Enlightenment Study Questions

Study Questions for 2/2

Use specific examples from the text to answer one question about each text (about 75-150 words each). Bring hard copy to class.

Wollstonecraft, “Vindication of the Rights of Woman”

  1. To what does Wollstonecraft attribute women’s current inferior position in society? How does she think it can be changed?
  1. Wollstonecraft critiques what others have written about women and their education. What does she mean when she says that they “render women pleasing at the expense of every solid virtue” (134)?
  1. Why does Wollstonecraft compare women to soldiers? In what way, according to her, are the two groups similar? How does this example relate to her larger argument?

 

Kant, “What is Enlightenment?”

  1. What does Kant mean when he writes that we do not live in an “enlightened age” but in an “age of enlightenment”? What is the difference between the two?
  1. How does Kant differentiate between public and private uses of reason?
  1. Kant argues that “if only freedom is granted enlightenment is almost sure to follow.” What does he mean here by freedom? Who grants it? It is absolute?
  1. What limits does Kant put on the free exercise of reason? Why?

One thought on “Enlightenment Study Questions

  1. In A Vindication of the Rights of Woman, Wollstonecraft emphasizes the significance of “order” in women’s educational development to gain equality to men because without it one is simply resting on life experience and, as she states, a “negligent kind of guess-work” to form judgments and assessments that are inherently flawed because of the inadequate method of deduction used. The only education provided to women was one of acquiring traits and mannerisms that would make them suitable wives. As such, their only true value in society is provided by man, weakening their character and maintaining them in a state of subordination. For women to be able to enter the male public sphere, women must first have access to the same knowledge that men are privy to so that they may too use educated methods of logic and reason to deduce and come to informed conclusions.

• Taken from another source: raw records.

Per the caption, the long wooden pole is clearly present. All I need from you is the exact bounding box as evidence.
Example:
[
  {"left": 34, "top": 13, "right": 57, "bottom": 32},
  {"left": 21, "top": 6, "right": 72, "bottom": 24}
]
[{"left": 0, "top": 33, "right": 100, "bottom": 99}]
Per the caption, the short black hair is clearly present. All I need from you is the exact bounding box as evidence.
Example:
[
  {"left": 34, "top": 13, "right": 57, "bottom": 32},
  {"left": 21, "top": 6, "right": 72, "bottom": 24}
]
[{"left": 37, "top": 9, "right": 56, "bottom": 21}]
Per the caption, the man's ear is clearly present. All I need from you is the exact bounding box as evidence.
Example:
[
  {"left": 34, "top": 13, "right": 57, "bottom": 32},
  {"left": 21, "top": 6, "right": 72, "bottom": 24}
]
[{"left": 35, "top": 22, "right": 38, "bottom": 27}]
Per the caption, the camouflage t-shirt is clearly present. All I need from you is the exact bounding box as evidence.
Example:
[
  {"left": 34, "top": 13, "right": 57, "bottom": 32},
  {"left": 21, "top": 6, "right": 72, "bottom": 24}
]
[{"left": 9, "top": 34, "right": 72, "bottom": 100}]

    In the text, Wollstonecraft is not merely stating that aristocratic privilege and patriarchal rule have similarities, but that they are intrinsically one in the same. A hierarchal system which ranks the educated male above all others, and subjugates the female.

    However, the author also emphasizes that the value the rich put on artificial refinement and vanity render them helpless and undermine the “foundation of virtue” that she claims is imperative to “influence on general practice”. In other words, because the aristocratic are transfixed on frivolity they cannot have an overall worthy participation and influence on matters common to all. This notion can also be applied to womankind; who in their misfortune have been limited to an education based on such superficial notions in reference to their societal participation.